Information Retrieval and Web Search Engine
A search engine hosted on Amazon Web Services to answer queries related to Polar data. This was done as part of a class project at USC.
1. We used Apache Nutch to crawl data from 3 NASA sites namely AMD, ACADIS and ADE. We developed algorithms to detect exact and near duplicates within the crawled documents and developed plugins for Apache Nutch based on the algorithms. We also used Apache Tika to extract metadata features about the documents and Selenium to crawl deep web.
2. We developed content based and link analysis algorithms similar to PageRank and HITS to index data into Apache Solr. Metadata features such as locations present in the document extracted using CLAVIN and date and time information was used in the indexing of documents.
3. We used libraries like D3, Banana dashboard and FacetView to allow users to look for information in the data indexed on Apache Solr.
Here’s a video about our search engine.
A problem solving intelligent agent written in C++ that is capable of playing a game called Riversi. I designed the heuristics for the game playing agent and implemented well known algorithms like iterative deepening with alpha beta pruning and minimax which enabled the agent to generate a game tree and decide the best possible move to make at different points in the game. The agent was able to reach the quarter finals in a class tournament where the class strength was about 300. More information about the agent can be found here.
Quantifying Surprise in Text
According to Wikipedia, surprise is a brief mental and physiological state, a startle response, experienced by humans as the result of an unexpected event. Therefore, a world that is purely deterministic or predictable in real time for a given observer contains no surprises. In this project, we try to quantify surprise a user experiences when he reads tweets and based on the ‘wow’ factor predict if the tweet is going to trend on twitter.

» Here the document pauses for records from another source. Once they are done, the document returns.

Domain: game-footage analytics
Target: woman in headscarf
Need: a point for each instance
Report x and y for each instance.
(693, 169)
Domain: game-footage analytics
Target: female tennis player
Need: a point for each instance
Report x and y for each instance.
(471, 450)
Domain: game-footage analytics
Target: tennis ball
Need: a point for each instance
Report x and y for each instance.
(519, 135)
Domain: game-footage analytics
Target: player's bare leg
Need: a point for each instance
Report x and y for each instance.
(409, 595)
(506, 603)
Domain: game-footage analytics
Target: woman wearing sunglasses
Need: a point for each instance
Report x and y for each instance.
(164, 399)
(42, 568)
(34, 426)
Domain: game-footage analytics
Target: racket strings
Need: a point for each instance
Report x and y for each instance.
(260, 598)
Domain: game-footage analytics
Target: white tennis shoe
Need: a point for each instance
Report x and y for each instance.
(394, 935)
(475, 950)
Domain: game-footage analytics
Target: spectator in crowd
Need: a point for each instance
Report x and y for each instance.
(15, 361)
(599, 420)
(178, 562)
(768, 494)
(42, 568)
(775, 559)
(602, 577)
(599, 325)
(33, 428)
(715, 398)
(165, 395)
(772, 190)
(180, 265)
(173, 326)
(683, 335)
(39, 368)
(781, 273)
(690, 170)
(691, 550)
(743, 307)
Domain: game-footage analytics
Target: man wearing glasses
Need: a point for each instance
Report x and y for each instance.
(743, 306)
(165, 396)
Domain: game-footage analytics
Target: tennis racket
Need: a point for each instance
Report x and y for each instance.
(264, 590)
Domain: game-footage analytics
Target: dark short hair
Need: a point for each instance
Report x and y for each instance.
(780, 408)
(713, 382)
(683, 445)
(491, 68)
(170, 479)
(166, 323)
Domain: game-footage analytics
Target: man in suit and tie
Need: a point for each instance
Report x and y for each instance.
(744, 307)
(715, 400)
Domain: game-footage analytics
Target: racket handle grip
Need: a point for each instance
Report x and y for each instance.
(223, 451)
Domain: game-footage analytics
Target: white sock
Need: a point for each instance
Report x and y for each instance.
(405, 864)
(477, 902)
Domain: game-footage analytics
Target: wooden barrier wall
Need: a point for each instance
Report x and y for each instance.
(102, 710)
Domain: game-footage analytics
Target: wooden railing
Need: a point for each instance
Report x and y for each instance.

Check out the paper here.
Online Programming Contest Judge
A scalable framework written using django python that accepts code written by users, compiles and executes their programs and determines the validity of the programs by checking against a set of test cases. Along with the front end development, which involved working on the admin site, and the user site, I also worked on the algorithms that would handle grading of the users and other APIs that would improve the scalability of the framework. The code for the judge can be found here.
An android application that uses zillow.com’s REST APIs to search for properties in the United States. I developed the entire assignment for a class project and also added features like sharing property information with friends on Facebook. More information about the app can be found here.
Topic Segmentation is a process of dividing huge chunks of texts into it’s component topics. Topic segmentation usually is the starting step in variety of other functions such as automatic text summarization, automatic text labeling etc. I used python to implement the TextTiling algorithm designed by Marti Hearst. The algorithm uses information about frequency of words and it’s distribution to determine blocks of cohesive information. I modified the algorithm to perform more accurate segmentation by using structural cues present in the document. I also included a word stemming routine which has been left out in the original algorithm leading to a better performance. The code can be found here
Optical character recognition has it’s application in areas like zip code identification, automatic reading of bank cheques etc. I wrote an octave program that utilizes neural networks (the backpropogation algorithm) to identify handwritten digits. I implemented the solution as part of the online machine learning course taught by professor Andrew Ng. The algorithm identifies the arabic digits with around 95% accuracy. The code can be found here.